3.
百合子
多すぎる監視カメラと加賀と掲げられた表札を背負った和風建築に3年ぶりに帰ってきた。
いや、相変わらずデカイな。
お嬢!!おかえりなさい!!!!と強面人達の大声と満開の桜の花弁達を苦笑いで受け止めながら、
どこか嬉しそうな顔で隣にいる男の腕を抓る。
「仁ちゃん!!本当に何してるの!?
さっきの人めちゃくちゃ血出てたよね!???」
「大丈夫、全然かすり傷だった。
岩館と小松が片付けるって言ってたし。
……それより俺、百合ちゃんが居ない間もちゃんといい子にしてたのに褒めてくれないの……?
ジン、寂しかった」
この男は私よりも30cm弱は身長が高いし、
20歳は年上の癖にどうやってか上目遣いで甘えたようにこちらを眺めてくる。おやつを欲しがるワンコの顔だ。どの飼い主も飼い犬のぶりっ子には弱いと思う。私がその顔に弱いと分かっていても何度も見せてくるきゅるきゅるした表情に、思わず手を伸ばしてしまう。
「……毎日テレビ電話かメッセージしてたから…。余り久しぶりの感じはしなくない……?うーん、でも仁ちゃん偉いね、頭補佐になったんだよね!!
おじいちゃんからあいつは頑張ってるって聞いたよ」とクルクルの髪の毛をわしゃわしゃ撫でてやる。
それだけで仁は本当に本当に心地よさそうに目を眇め、私の頭に頬擦りしてくるのだ。
私が5歳の頃からずっと変わらないその様子と煙草と香水の香り。ビデオ通話越しでは感じられない体温。
「これからは、ずっと一緒に居られる」
なんて、普段は無表情の癖にニコニコしながら甘えてくる。
いや、私の方が一回り以上歳下だよねとは考える。この人、可愛子ぶっても35歳のおじさんだぞって確かに考えるが、彫刻のように美形な男が大きな大きなスタンダードプードルに私には見えている。
ここまで慕ってくれるって飼い主冥利につきるのではなんて現実逃避しつつ無心で撫で続ける。

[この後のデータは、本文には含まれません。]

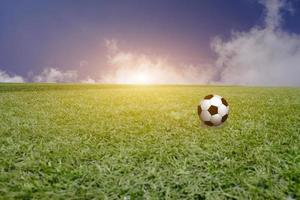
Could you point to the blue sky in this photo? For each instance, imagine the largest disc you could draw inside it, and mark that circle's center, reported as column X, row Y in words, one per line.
column 63, row 34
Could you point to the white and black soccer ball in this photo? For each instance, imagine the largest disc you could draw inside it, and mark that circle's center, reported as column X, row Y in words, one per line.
column 213, row 110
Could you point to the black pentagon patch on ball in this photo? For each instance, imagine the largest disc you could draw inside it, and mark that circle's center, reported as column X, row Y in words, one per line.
column 224, row 102
column 208, row 123
column 209, row 96
column 199, row 110
column 224, row 118
column 213, row 110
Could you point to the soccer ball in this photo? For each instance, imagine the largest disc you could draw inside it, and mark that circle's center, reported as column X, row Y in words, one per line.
column 213, row 110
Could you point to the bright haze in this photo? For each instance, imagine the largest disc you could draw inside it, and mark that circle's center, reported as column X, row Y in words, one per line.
column 242, row 42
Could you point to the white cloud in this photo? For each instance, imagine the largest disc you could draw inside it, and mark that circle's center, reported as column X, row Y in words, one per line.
column 130, row 67
column 262, row 56
column 88, row 80
column 6, row 78
column 53, row 75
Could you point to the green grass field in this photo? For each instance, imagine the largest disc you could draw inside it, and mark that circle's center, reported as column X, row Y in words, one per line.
column 146, row 142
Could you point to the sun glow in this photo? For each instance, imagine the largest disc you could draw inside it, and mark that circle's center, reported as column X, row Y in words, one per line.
column 141, row 78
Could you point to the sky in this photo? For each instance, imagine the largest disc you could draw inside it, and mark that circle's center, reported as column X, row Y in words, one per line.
column 243, row 42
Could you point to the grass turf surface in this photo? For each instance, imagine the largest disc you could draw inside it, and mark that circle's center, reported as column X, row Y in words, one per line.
column 139, row 142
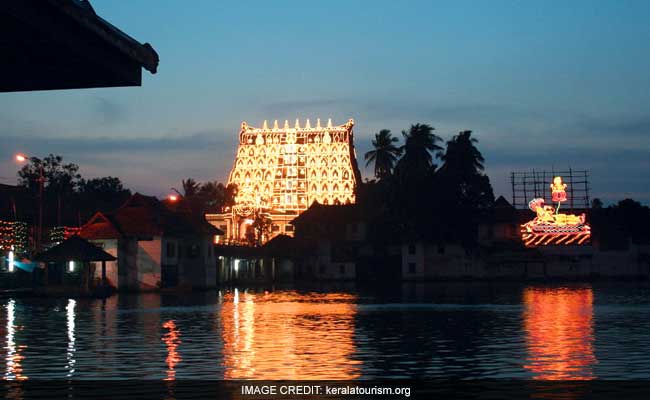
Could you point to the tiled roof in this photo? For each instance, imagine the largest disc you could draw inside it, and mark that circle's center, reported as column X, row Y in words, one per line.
column 146, row 216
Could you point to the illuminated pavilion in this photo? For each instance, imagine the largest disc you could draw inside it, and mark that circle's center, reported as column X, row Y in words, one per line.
column 280, row 171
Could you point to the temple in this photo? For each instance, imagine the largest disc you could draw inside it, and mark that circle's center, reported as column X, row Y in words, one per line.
column 280, row 171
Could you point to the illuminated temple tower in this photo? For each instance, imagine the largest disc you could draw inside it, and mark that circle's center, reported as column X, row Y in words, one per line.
column 281, row 171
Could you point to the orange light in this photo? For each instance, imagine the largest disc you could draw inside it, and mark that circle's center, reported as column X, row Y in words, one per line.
column 284, row 169
column 558, row 323
column 550, row 227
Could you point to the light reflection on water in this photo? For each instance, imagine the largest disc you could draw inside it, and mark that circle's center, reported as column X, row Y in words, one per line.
column 14, row 356
column 559, row 333
column 440, row 331
column 288, row 335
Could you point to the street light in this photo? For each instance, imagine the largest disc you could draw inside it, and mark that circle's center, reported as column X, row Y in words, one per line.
column 41, row 182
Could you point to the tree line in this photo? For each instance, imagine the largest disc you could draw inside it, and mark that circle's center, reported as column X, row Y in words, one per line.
column 423, row 190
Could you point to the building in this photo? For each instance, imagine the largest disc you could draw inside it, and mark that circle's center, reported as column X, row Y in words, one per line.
column 64, row 44
column 280, row 171
column 333, row 237
column 156, row 246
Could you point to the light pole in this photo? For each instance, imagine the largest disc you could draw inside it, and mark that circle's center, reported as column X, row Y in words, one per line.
column 21, row 158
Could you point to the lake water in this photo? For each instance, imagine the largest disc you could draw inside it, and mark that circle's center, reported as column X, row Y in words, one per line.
column 459, row 330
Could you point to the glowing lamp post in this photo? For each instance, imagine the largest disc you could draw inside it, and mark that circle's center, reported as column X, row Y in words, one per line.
column 21, row 158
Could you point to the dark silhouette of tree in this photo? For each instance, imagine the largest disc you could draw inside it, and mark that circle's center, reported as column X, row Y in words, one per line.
column 462, row 156
column 215, row 195
column 420, row 146
column 461, row 174
column 100, row 194
column 190, row 187
column 59, row 177
column 384, row 155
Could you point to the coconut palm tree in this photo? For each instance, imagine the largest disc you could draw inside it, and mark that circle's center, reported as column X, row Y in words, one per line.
column 462, row 156
column 420, row 145
column 384, row 155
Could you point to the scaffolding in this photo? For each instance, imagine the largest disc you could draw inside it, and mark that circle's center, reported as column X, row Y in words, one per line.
column 528, row 185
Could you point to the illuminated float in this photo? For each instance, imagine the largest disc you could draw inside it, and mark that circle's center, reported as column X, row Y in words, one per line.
column 550, row 227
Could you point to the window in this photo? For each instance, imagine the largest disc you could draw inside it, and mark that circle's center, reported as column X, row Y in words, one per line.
column 171, row 249
column 193, row 251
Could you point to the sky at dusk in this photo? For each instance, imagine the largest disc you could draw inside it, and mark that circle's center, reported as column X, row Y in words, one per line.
column 542, row 84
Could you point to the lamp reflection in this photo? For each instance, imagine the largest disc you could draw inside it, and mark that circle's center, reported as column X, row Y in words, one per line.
column 14, row 357
column 559, row 330
column 172, row 340
column 71, row 337
column 288, row 335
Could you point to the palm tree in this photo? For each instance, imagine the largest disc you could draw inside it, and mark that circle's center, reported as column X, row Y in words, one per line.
column 384, row 155
column 462, row 157
column 420, row 144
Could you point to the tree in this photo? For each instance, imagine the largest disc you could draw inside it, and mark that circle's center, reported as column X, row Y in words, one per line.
column 597, row 204
column 461, row 176
column 384, row 155
column 190, row 187
column 462, row 157
column 59, row 177
column 215, row 195
column 101, row 194
column 420, row 145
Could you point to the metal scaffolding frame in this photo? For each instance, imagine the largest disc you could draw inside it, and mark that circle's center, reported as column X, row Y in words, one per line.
column 527, row 185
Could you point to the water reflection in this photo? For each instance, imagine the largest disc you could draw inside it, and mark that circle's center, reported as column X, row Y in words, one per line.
column 71, row 338
column 288, row 335
column 14, row 356
column 558, row 324
column 172, row 340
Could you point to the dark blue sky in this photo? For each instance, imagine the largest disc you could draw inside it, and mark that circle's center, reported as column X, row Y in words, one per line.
column 542, row 84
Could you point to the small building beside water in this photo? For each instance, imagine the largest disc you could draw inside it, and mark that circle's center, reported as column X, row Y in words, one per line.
column 156, row 246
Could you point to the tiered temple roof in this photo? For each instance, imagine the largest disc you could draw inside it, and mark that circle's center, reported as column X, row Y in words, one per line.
column 286, row 169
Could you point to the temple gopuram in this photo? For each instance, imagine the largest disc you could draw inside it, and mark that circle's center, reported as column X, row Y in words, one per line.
column 280, row 171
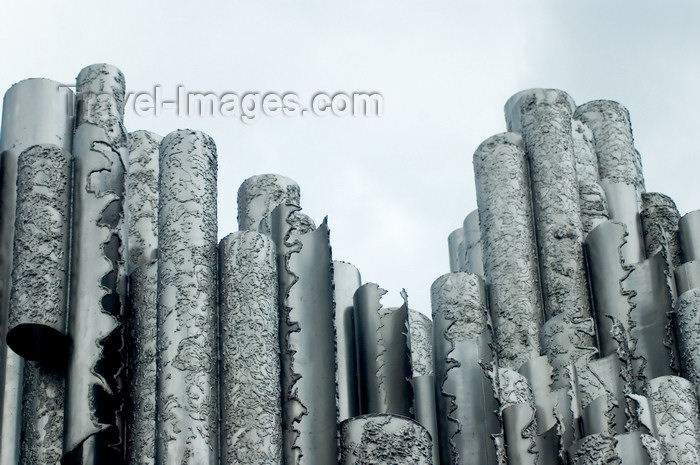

手を止めると頭突きを喰らうか、甘噛みされてしまうからだ。
「百合子ちゃん!」
「稲口さん!!!!」
ポップコーンの屋台(本気の屋台だった、物凄い達筆で祝 お嬢帰還と書かれている)を前に厳つい髭まみれのおじさんが声をかけてきた。
「おかえり!大きくなったな!!!
なんだ、見ない内に更に可愛くなったじゃねえか!」
「わー、そんなこと言ってくれるの稲口さんくらいです!!!!」
「わはは!!!嘘つけ!!!隣の忠犬ジン坊が飽きるくらい毎日言ってるだろうよ!!!!!ポップコーン、食うだろ!」
と、大量のポップコーンを押し付けてくる。
「ありがとうございます!
ポップコーン好きなの覚えてくれてたんですね!!」
「当たり前よ!!!5歳の百合子ちゃんはポップコーンって言えずポッポーンって言ってたよな!!!ジン坊と毎日ポッポーン体操もしてたな」「あ、それは忘れてください」
稲口さんは、見た目によらず小さい子が大好きらしく幼い私をめちゃくちゃ可愛がってくれていた。
初めて会った時に食べられると思って大泣きして、
百合ちゃんじゃなくて仁ちゃんを食べてください!!!なんて仁を盾にしていたのが今はいい思い出になっている。…ポッポーン体操も生贄にしようとしたことも仁は忘れてくれてたらいいな。
ちなみにポッポーン体操(制作:私)はジャングルジムからポーンと飛び出す大フリがあったが、見守り不在の中調子に乗って1人で実施した所足を骨折し禁止となった。
「親父さんも楽しみにしてた。ワクワクしながら部屋にいると思うぜ」「はい、行ってみますね。」
私が食べようと口を開いた矢先に、私の手からポップコーンを奪っていく仁をどうにかこうにか窘めつつ、懐かしい我が家の玄関の戸を開けた。